While color can be subjective, it’s clear that good colors can attract and convert users. Bad colors, on the other hand, can turn away users and even make designs inaccessible and unusable.
Due to the functional nature of ESLint, we chose to keep it simple with a primary, neutral and small set of secondary palettes. The new primary color palette is derived from the original logo — we use the two existing colors to create a unique primary tonal range.
Next up was the redesign of the ESLint website. Besides maximising the visual appeal of the site, we had a few goals we wanted to achieve for each page. For example, on the homepage:
- We wanted to include the latest and upcoming versions of ESLint in the hero section. This was a key part of the design, as it would be the first time we had a dedicated section for ESLint updates.
- We wanted to promote sponsorship.
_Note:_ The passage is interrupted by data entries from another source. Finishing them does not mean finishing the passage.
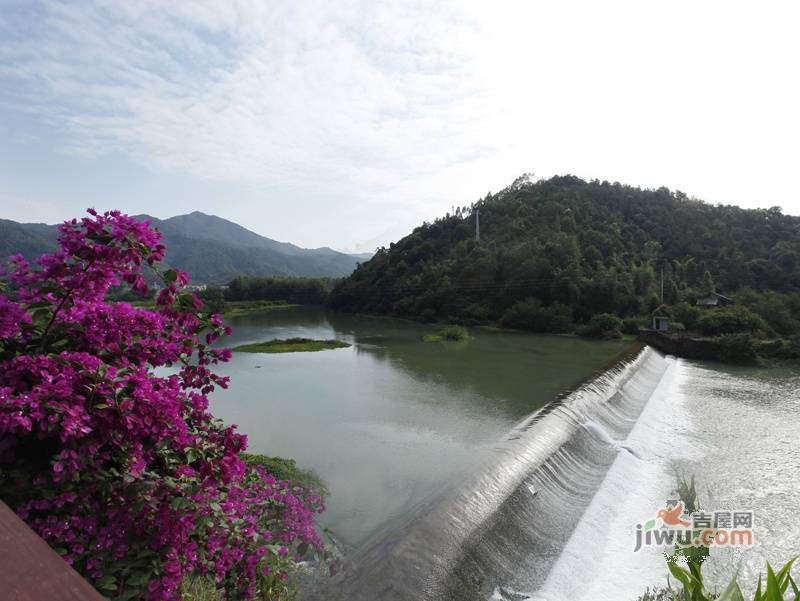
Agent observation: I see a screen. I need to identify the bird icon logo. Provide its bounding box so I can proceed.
[658,501,689,528]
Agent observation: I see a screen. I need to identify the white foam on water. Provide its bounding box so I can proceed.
[528,358,696,601]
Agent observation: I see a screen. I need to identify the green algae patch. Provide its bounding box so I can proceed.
[233,338,352,353]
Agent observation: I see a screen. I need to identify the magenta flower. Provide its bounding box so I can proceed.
[0,211,323,601]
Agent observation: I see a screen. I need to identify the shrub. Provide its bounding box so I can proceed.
[672,303,703,330]
[697,307,767,336]
[0,211,322,601]
[500,298,572,332]
[714,333,758,363]
[439,325,469,340]
[622,317,650,335]
[583,313,622,338]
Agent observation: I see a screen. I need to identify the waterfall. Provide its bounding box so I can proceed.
[318,348,674,601]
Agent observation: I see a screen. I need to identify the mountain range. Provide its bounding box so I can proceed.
[330,176,800,336]
[0,211,368,284]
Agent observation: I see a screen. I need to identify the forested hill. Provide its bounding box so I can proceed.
[0,212,360,284]
[330,176,800,330]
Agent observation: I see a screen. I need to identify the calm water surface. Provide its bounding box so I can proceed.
[212,308,630,547]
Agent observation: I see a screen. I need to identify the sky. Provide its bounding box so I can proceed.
[0,0,800,252]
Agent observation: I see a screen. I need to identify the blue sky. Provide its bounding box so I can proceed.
[0,0,800,251]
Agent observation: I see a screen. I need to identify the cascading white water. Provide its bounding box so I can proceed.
[314,348,674,601]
ESLint relies on donations for ongoing maintenance and development, and we wanted to make sure that we could help accelerate the growth of the project.
- We wanted to show ESLint in action — how it can be used in the real world, and how it can be used to make your code more readable.
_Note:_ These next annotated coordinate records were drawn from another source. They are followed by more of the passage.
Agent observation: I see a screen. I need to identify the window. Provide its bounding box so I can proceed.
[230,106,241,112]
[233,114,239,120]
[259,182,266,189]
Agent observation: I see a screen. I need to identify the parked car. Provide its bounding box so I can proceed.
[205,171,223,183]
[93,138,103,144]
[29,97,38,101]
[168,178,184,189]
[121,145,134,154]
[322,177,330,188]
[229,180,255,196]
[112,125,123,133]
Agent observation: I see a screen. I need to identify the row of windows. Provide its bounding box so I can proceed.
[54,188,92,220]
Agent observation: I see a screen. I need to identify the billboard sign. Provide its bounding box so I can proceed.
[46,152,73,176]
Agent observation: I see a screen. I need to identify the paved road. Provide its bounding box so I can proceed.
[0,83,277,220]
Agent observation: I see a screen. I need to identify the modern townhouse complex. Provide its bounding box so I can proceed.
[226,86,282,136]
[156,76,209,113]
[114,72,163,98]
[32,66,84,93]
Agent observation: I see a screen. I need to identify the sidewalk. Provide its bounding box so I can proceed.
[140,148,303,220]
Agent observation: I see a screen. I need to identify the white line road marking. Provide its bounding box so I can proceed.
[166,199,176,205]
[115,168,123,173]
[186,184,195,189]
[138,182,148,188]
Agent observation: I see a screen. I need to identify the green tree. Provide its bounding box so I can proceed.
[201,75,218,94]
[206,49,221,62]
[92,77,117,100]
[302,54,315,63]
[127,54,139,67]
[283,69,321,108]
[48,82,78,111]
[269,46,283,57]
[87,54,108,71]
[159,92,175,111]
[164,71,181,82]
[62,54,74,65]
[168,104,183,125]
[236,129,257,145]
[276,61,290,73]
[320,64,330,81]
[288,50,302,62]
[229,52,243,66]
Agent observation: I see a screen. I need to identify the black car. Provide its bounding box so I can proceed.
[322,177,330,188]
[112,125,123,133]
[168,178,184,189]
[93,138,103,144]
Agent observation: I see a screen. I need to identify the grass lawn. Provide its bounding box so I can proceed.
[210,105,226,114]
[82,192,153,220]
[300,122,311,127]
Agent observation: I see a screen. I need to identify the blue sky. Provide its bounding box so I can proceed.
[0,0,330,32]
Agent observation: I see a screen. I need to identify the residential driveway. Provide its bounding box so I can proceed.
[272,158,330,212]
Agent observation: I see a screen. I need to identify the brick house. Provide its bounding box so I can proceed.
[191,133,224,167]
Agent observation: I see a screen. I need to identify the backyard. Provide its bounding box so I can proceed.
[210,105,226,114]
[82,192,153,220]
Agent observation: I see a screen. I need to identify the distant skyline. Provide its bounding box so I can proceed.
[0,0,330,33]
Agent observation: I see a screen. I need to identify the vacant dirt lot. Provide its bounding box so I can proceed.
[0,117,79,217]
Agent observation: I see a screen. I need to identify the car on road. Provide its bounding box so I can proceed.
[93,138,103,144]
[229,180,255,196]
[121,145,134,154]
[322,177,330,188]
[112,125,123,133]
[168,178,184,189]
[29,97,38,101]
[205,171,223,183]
- We wanted to showcase some of the incredible stats that ESLint has amassed — as of right now, that’s 9M dependents, 25.7M weekly downloads and 21K stars on GitHub.
I also wanted to introduce some animation and life into the ESLint homepage hero while giving our audience a sense of what it’s like to work with ESLint.
The red underline in VS Code is synonymous with ESLint, as it is the way VS Code implements ESLint action items. Using these visual indicators, I created a small but fun interaction that gives our visitors a simplified experience.
I was particularly happy with how this idea turned out! 💡
By incorporating elements of the wider brand including IDE integration, code snippets and supporter logos, we brought the brand to life. Plus, no dev site would be complete without a testimonial from Addy Osmani.
Next up was the mack daddy, redesigning the ESLint documentation. The docs are a central part of ESLint’s ecosystem and are the place where users find information about the project as well as the codebase.
We wanted to give it a bit of a revamp, creating a consistent information architecture (IA) across all pages, as well as making the pages easier to scan and navigate. We also added a version dropdown to view previous versions of the docs.
I also published the little Carbon Ads component as a Figma Community file!
The last part of the project was a new microsite called Playground! It’s a fantastic little tool that allows you to create an ESLint configuration file with easy-to-use settings and test your code against it. Then, once you’re happy with it, you can download your config file to use locally. Its also a fantastic way of allowing new users to try ESLint directly in the browser.
We started designing Playground with a few key requirements in mind — specifically we wanted to make it easy to use, and to make it easy to create and share reproducible bugs with ESLint. Users should also be able to switch between different versions of ESLint, see potential fixes to given problems and install plugins. Ultimately the team couldn’t implement all of these features, but we designed for them all the same.
There were a few tricky design challenges to overcome here — particularly around the density of information. Exposing all rules in the UI would make things visually difficult to parse, so we needed a way of adding rules to the UI without having to scroll down to the bottom of the page, then customising the value of each rule easily.
The ESLint team are currently rolling out everything above (you’re on the new website right now!).
I want to thank the ESLint team, especially Nicholas, for the opportunity to work on this project. I was also very fortunate to work with such talented and passionate people, such as Sara and Gavin.